Una regione regno di privilegi, di arretratezza e ultimo baluardo di quello che è stato definito socialismo municipale: in Sicilia un cittadino ogni 25 (compresi vecchi e bambini) prende soldi a vario titolo dalla regione. Che è solo un aspetto di un apparato pubblico elefantiaco. Il dato, reso noto dal procuratore generale d'appello della Corte dei conti siciliana Giovanni Coppola, è solo parziale ma comunque interessante: alla regione lavorano 20.288 persone (costato nel 2011 poco più di un miliardo di euro) di cui 17.218 a tempo indeterminato e 3.070 a tempo determinato mentre il totale complessivo del personale addetto alla sanità al 31 dicembre del 2011 è di 50.034 unità. In totale, considerando solo questi due dati, si arriva a 70mila persone cui si possono benissimo aggiungere i 19mila precari degli enti locali in cerca di stabilizzazione, i lavoratori forestali, i dipendenti della formazione professionale, quelli delle società per azioni (che però sono a totale controllo dei comuni), i dipendenti diretti di comuni e province (i cui trasferimenti sono iscritti nel bilancio regionale) si arriva a poco più di 190mila persone che a vario titolo percepiscono risorse che transitano dal bilancio regionale.

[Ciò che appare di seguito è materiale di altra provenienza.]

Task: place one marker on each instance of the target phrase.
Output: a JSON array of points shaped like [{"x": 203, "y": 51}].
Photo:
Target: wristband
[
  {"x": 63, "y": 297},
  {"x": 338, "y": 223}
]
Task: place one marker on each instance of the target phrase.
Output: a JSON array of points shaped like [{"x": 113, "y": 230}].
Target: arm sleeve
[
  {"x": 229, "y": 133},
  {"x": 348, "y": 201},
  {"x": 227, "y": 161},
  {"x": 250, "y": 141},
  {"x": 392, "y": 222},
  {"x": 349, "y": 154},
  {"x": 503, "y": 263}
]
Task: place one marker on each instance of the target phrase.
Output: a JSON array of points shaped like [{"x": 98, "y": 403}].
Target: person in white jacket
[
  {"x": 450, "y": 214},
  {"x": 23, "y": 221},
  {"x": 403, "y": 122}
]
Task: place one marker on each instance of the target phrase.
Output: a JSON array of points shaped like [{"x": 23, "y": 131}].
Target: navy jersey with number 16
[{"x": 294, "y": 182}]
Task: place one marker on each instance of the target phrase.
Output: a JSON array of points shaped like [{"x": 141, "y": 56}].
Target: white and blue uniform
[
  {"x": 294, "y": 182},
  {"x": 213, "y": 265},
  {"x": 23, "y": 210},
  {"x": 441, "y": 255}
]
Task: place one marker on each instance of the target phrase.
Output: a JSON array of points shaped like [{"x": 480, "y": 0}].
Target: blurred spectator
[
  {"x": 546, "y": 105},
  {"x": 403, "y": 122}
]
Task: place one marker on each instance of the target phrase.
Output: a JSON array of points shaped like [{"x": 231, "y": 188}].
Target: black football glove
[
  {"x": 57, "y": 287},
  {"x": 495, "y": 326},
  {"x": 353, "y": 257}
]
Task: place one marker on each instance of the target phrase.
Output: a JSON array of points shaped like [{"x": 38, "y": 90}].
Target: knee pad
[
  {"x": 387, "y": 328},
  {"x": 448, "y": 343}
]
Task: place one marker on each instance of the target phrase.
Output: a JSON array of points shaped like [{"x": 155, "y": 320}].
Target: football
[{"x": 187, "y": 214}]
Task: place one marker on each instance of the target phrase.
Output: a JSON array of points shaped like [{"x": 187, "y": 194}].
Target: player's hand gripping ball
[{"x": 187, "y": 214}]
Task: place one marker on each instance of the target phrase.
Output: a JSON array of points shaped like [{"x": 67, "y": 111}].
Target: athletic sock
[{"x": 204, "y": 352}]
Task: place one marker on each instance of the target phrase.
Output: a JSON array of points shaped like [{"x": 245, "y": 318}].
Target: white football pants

In pratica se si considera il totale dei cittadini, ogni 25 abitanti ce n'è almeno uno che a vario titolo prende soldi dalla Regione e se invece si considera solo la fascia dei cittadini in età di lavoro (che in Sicilia francamente si può benissimo mediamente fissare tra i 18 e i 60 anni) ogni 15 persone mediamente ce n'è una che prende fondi dalla Regione. E non vengono considerati in questo calcolo, fatto prendendo solo spunto dalla relazione di Coppola, i 16.098 pensionati della Regione siciliana di cui 998 andati in pensione grazie alla legge 104/1992 ovvero, dice il procuratore generale della sezione siciliana della Corte dei conti, «gli ultimi cosiddetti baby pensionati che potevano ottenere la pensione con 25 anni di servizio ove accudissero un parente gravemente disabile».

Altro dato su cui ha posto l'attenzione Coppola è quello che riguarda il sistema delle società partecipate dalla regione: «Al 31 dicembre dell'anno scorso – dice – erano 34 ma attraverso un sistema simile alle scatole cinesi alcune di queste società detengono partecipazioni in altre società per l'esattezza 20: di conseguenza la partecipazione azionaria della regione concerne di fatto ben 54 società. Delle predette 34 società direttamente partecipate ben 21 hanno chiuso in perdita l'ultimo bilancio d'esercizio comunicato. È stata prevista la riduzione a 14 delle società partecipate ma tale riduzione e, quindi, la dismissione delle altre società non risulta ancora attuata». Tutto ciò mentre si registra inefficienza e paralisi in interi settori. Come quello delle opere pubbliche: dei 1.254 appalti aggiudicati nel 2005 solo 605 risultano collaudati al 31 dicembre 2011 mentre se si fa riferimento ai 1.047 appalti aggiudicati nel 2006 solo 448 risultavano collaudati al 31 dicembre dell'anno scorso.

Intanto la prospettiva è quella di una recessione sempre più forte, come si evince dal rapporto congiunturale della Fondazione Res presentato a Catania: «La crisi alimenta le diseguaglianze tra i percettori di reddito e tra le attività economiche, fenomeno che rallenta le prospettive di ripresa nel breve termine – spiega Adam Asmundo, responsabile del modello dell'economia siciliana all'interno dell Fondazione – e i primi possibili sintomi di ripresa non si avranno prima del 2014». Secondo il rapporto, in Sicilia la flessione del Pil attesa per il 2012 è del 2,6%, quella della domanda delle famiglie del 3,2 %, mentre gli investimenti in macchinari e attrezzature potrebbero diminuire del 5,3 per cento.